Cour d’Appel de Paris, décision du 22 février 2023

 

En l’espèce, une société en nom collectif (SNC) exploitant un fonds de commerce de tabac, presse et jeux, a été placé en liquidation judiciaire.


Au cours de cette procédure, le liquidateur a agi en responsabilité contre le gérant pour insuffisance d’actif. Il lui était reproché d’avoir frauduleusement augmenté le passif de la société en percevant, pendant cinq ans, des rémunérations sans que les statuts de la société aient été respectés. Ces derniers imposaient l’approbation préalable des rémunérations à l’unanimité des associés.



A noter ici que lorsque la liquidation judiciaire d’une personne morale fait apparaître une insuffisance d’actif, les dirigeants peuvent, en application de l’article L. 651-2 du Code de commerce, être condamnés à supporter tout ou partie de cette insuffisance s’ils ont commis une faute de gestion ayant contribué à celle-ci. Toute faute de gestion, même légère, peut entraîner la mise en cause de la responsabilité des dirigeants sociaux. Toutefois, une simple négligence dans la gestion de la société ne peut pas être qualifiée de faute de gestion (C. com. art. L 651-2, al. 1).



Toutefois, la Cour d’Appel de Paris, dans sa décision en date du 22 février 2023, a rejeté l’action en responsabilité formulée par le liquidateur à l’encontre du gérant. Ladite Cour a considéré que, quand bien même le montant de la rémunération n’avait pas été formellement validé par les associés, ces derniers avaient admis, de fait, un droit à rémunération correspondant à un travail dont l’ampleur n’était pas discutée. Par ailleurs, le versement de cette rémunération ne s’était accompagné d’aucune dissimulation, dès lors que celui-ci était expressément mentionné dans les comptes que le gérant souhaitait faire approuver lors des assemblées générales annuelles.

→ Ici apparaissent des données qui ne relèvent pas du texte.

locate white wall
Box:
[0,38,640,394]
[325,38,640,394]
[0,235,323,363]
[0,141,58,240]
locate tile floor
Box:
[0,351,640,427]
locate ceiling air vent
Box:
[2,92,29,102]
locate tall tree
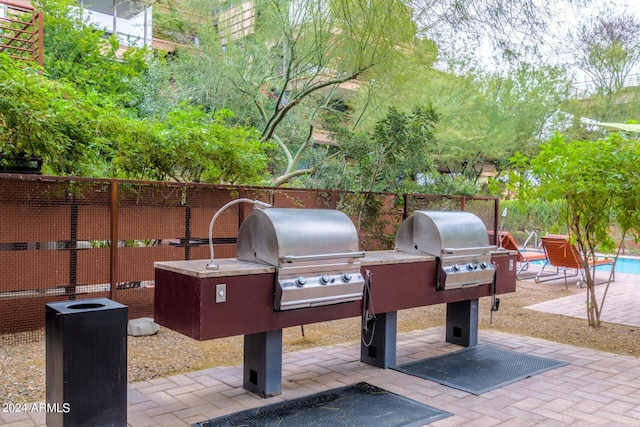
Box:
[155,0,422,185]
[532,134,640,327]
[569,6,640,95]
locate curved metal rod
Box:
[206,198,271,270]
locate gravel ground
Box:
[0,281,640,403]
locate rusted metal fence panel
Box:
[0,174,498,343]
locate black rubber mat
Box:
[393,344,567,394]
[193,383,451,427]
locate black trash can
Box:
[45,298,128,427]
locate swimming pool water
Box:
[616,257,640,274]
[531,257,640,274]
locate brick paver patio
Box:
[6,275,640,427]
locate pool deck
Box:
[5,274,640,427]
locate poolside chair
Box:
[500,231,547,279]
[534,234,615,289]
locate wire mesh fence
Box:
[0,174,498,345]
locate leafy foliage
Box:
[532,134,640,326]
[0,55,267,183]
[38,0,149,104]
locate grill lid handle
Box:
[442,245,498,254]
[280,251,364,263]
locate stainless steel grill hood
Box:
[236,208,364,310]
[396,211,496,290]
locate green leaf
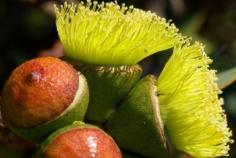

Dans cette décision, en jugeant que le gérant, en se versant une rémunération sans obtenir la décision des associés prévue par les statuts, n’avait pas commis de faute, la Cour d’Appel de Paris s’est positionnée à contre-courant de la jurisprudence traditionnelle.


En effet, dans la jurisprudence antérieure, il était admis que la rémunération d’un dirigeant social pouvait, si elle était manifestement excessive au regard de la situation financière de la société dirigée, constituer une faute de gestion pouvant être retenue à l’appui d’une action en responsabilité pour insuffisance d’actif (Cass. com. 4 janvier 2000, n°97-10.389 ; Cass. com. 31 mai 2016 n°14-24.779 F-D). En outre, il avait été jugé, cette fois-ci en dehors de toute action en comblement de passif, que constituait une faute de gestion le fait pour un dirigeant de s’être octroyé une rémunération de son propre chef, sans décision des associés, alors que les statuts le prévoyaient (Cass. com., 13 mars 1974, n° ; CA Rennes, 28 juin 2022, n°20/02742). Ici, le principe même des prélèvements était fautif sans qu’il soit nécessaire de caractériser ces prélèvements comme excessifs (CA Rennes 28 juin 2022, précité).